# Can't delete files from Download section



## Narin (Jun 3, 2008)

I can't delete my own files I uploaded to the download section. I get "You don't have permission" errors. Curley5959 and others are having the same problem as well.

Could an admin delete these files?
http://gbatemp.net/index.php?download=2412
http://gbatemp.net/index.php?download=2375
http://gbatemp.net/index.php?download=2502
http://gbatemp.net/index.php?download=2500
http://gbatemp.net/index.php?download=2501
http://gbatemp.net/index.php?download=2503
http://gbatemp.net/index.php?download=2504
http://gbatemp.net/index.php?download=2505


----------



## Rayder (Jun 3, 2008)

The problem I had was I couldn't edit a file, meaning I would have to create a whole new download topic every time I updated.  That was why I hosted the dat on my own webspace when I was maintaining it.
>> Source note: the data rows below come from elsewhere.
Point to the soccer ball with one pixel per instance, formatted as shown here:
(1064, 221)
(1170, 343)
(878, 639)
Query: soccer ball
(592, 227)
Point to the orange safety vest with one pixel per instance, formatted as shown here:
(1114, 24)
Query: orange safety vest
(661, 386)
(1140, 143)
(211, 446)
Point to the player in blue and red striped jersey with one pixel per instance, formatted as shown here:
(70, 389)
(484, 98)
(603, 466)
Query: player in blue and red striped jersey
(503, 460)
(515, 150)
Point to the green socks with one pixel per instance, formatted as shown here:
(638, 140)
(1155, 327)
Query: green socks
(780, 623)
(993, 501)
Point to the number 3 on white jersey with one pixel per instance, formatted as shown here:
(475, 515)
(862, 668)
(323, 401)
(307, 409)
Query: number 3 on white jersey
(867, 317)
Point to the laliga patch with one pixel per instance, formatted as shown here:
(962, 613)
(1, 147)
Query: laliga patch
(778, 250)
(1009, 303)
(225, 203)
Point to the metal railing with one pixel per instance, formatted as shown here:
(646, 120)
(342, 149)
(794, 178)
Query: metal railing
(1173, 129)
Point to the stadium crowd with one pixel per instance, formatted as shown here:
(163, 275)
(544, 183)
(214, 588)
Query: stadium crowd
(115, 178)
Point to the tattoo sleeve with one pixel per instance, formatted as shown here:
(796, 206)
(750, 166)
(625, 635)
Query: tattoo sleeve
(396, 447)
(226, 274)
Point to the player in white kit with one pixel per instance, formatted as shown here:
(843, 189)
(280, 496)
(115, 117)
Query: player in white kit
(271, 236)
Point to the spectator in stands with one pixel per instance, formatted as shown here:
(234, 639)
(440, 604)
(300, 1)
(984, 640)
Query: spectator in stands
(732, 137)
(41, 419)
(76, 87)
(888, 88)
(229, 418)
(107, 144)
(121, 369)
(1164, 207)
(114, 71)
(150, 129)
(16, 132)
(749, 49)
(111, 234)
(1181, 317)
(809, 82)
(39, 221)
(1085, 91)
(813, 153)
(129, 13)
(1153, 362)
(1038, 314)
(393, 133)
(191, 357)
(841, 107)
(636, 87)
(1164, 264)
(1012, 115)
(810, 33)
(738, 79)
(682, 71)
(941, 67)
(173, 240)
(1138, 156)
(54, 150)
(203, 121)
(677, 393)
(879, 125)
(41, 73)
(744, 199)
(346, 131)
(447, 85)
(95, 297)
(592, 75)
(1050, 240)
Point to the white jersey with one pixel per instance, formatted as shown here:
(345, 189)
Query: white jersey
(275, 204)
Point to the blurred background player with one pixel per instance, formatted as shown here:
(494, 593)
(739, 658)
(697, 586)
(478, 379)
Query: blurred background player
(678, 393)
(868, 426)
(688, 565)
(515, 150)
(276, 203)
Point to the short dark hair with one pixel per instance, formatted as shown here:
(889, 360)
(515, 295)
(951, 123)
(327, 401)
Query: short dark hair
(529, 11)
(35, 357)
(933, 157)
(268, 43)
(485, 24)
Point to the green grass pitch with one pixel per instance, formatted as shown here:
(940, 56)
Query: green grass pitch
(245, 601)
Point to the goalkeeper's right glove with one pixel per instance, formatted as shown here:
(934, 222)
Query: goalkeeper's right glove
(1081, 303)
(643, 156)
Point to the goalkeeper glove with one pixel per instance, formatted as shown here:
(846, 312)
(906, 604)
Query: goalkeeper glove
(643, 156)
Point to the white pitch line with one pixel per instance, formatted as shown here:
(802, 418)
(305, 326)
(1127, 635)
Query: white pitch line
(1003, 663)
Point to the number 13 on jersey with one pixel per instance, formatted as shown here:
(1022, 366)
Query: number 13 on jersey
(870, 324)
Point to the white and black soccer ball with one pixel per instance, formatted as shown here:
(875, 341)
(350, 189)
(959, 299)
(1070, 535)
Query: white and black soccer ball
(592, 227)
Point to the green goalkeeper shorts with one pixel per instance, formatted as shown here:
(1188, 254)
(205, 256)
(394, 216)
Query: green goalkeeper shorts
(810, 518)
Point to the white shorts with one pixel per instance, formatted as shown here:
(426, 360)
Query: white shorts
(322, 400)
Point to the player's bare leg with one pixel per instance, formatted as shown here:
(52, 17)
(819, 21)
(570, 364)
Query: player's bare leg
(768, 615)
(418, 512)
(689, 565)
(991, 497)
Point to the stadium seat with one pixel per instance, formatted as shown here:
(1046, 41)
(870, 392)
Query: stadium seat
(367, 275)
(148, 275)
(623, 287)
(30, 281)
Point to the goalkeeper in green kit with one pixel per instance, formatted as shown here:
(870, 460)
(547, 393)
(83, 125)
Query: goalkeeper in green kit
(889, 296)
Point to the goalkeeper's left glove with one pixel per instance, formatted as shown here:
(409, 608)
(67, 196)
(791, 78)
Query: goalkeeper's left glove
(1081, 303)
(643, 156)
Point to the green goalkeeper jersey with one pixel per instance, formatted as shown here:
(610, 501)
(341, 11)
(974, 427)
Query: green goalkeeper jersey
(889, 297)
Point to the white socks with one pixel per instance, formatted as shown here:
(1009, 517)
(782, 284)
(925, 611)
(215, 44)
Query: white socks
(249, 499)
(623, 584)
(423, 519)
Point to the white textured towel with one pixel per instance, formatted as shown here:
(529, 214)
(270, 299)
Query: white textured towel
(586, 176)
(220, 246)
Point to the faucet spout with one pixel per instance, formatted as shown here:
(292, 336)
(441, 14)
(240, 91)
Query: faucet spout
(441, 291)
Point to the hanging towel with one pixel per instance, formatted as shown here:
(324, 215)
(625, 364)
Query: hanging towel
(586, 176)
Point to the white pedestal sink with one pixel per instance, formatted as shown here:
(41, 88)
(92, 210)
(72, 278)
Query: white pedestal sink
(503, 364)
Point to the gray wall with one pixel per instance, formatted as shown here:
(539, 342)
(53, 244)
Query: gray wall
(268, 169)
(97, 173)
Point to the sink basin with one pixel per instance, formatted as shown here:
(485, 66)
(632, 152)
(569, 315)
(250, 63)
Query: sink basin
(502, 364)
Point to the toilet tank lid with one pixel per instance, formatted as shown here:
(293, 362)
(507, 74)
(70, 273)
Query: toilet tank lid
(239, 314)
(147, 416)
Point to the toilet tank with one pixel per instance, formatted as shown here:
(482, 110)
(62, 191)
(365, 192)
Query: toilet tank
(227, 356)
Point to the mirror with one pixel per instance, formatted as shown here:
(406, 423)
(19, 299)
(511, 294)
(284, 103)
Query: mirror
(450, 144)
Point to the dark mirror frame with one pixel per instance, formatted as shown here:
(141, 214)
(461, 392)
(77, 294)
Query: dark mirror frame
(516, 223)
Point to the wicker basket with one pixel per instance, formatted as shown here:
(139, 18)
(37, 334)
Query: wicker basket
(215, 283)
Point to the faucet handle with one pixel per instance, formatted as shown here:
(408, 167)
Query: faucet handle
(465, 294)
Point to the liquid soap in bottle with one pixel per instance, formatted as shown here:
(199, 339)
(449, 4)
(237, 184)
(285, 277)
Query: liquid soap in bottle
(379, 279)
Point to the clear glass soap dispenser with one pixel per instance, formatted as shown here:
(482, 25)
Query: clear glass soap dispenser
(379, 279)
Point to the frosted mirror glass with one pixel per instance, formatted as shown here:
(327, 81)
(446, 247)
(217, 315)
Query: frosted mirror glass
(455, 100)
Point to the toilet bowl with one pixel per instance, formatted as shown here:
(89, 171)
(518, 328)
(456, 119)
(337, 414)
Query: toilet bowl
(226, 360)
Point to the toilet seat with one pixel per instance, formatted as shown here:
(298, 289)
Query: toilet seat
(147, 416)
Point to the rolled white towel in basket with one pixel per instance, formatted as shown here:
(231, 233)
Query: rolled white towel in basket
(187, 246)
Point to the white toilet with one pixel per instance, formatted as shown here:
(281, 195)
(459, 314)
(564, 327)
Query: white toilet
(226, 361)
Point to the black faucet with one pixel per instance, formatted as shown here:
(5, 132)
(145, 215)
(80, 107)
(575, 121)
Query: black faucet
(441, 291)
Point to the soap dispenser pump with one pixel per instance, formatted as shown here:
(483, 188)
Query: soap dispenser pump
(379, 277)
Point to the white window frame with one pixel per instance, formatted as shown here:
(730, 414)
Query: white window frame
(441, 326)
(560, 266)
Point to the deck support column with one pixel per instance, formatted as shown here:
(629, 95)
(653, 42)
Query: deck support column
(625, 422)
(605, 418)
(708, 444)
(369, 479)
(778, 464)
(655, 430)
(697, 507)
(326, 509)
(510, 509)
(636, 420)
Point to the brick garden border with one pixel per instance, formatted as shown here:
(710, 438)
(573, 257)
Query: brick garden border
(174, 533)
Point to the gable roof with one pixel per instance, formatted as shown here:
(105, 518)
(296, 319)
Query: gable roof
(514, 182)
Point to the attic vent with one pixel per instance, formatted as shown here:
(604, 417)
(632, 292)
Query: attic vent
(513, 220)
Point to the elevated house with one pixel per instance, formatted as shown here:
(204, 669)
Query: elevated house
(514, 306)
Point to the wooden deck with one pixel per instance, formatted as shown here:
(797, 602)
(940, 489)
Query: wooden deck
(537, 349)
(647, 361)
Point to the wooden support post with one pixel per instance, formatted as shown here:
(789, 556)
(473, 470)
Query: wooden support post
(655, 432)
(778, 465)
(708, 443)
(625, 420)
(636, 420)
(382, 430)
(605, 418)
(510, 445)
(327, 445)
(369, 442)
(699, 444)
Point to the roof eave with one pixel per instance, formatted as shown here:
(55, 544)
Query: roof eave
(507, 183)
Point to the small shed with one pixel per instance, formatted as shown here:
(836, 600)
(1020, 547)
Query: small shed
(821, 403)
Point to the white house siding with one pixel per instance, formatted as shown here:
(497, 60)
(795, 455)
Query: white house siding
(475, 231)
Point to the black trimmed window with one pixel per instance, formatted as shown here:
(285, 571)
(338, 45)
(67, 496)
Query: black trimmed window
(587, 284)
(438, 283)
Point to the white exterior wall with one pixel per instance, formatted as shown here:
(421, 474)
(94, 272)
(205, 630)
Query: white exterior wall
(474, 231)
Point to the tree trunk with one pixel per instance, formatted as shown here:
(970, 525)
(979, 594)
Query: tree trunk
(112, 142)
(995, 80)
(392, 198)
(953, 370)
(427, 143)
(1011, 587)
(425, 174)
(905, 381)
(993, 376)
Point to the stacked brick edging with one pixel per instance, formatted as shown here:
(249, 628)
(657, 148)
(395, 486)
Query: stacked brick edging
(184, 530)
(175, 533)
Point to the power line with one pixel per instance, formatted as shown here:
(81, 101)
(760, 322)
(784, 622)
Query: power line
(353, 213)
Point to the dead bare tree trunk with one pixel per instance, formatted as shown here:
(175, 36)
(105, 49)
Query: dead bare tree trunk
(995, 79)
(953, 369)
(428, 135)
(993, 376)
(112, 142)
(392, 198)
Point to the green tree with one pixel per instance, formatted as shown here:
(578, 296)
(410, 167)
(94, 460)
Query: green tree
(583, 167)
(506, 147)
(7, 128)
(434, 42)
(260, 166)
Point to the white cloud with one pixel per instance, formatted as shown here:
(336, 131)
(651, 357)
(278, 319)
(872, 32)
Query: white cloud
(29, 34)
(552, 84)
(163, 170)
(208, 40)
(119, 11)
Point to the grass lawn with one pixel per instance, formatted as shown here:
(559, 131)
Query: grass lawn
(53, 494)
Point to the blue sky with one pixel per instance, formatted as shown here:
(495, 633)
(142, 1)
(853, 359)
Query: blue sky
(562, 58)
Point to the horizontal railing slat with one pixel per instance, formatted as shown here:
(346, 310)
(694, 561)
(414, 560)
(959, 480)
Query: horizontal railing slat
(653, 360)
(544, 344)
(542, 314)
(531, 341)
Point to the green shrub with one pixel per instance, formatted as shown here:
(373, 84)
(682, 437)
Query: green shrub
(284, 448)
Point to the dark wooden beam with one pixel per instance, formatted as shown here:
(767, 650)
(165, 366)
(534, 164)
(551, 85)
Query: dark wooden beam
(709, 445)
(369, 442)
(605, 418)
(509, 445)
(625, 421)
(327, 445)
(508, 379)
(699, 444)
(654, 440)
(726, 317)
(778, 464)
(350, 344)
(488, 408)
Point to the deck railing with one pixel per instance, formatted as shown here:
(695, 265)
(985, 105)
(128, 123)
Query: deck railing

I swear, the forum upgrade caused more problems than it fixed.  Some of which STILL aren't fixed, email notification not working being the biggest annoyance.  Awful strange how it seems to be working fine for some and others are just screwed with no hope of it ever being fixed.


----------



## Frederica Bernkastel (Jun 3, 2008)

Thats why I'm afraid of uploading things.
Please get this fixed someone?


----------



## Destructobot (Jun 3, 2008)

Narin said:
			
		

> Could an admin delete these files?


Done.


----------



## Narin (Jun 4, 2008)

Destructobot said:
			
		

> Narin said:
> 
> 
> 
> ...


Thanks 
	

	
	
		
		

		
			





 I really appreciate it.


----------



## Narin (Jun 10, 2008)

I have some more files that could be deleted:
http://gbatemp.net/index.php?download=2193
http://gbatemp.net/index.php?download=2194
http://gbatemp.net/index.php?download=2499
http://gbatemp.net/index.php?download=2395
http://gbatemp.net/index.php?download=2406
http://gbatemp.net/index.php?download=2319
They are very old files of the Rayder cheat database and such which are pretty much obselete now and just cluttering the download section as well as temp files some people put up for me for codes to add to the cheat database which are no longer needed.

Thanks again


----------



## Rayder (Jun 10, 2008)

Narin said:
			
		

> I have some more files that could be deleted:
> http://gbatemp.net/index.php?download=2193
> http://gbatemp.net/index.php?download=2194
> http://gbatemp.net/index.php?download=2499
> ...



I agree, those can be deleted too.  (just in case they thought I would object  
	

	
	
		
		

		
		
	


	




 )


----------



## Destructobot (Jun 10, 2008)

Done.


----------



## Narin (Jun 11, 2008)

Destructobot said:
			
		

> Done.


Thanks again for the help


----------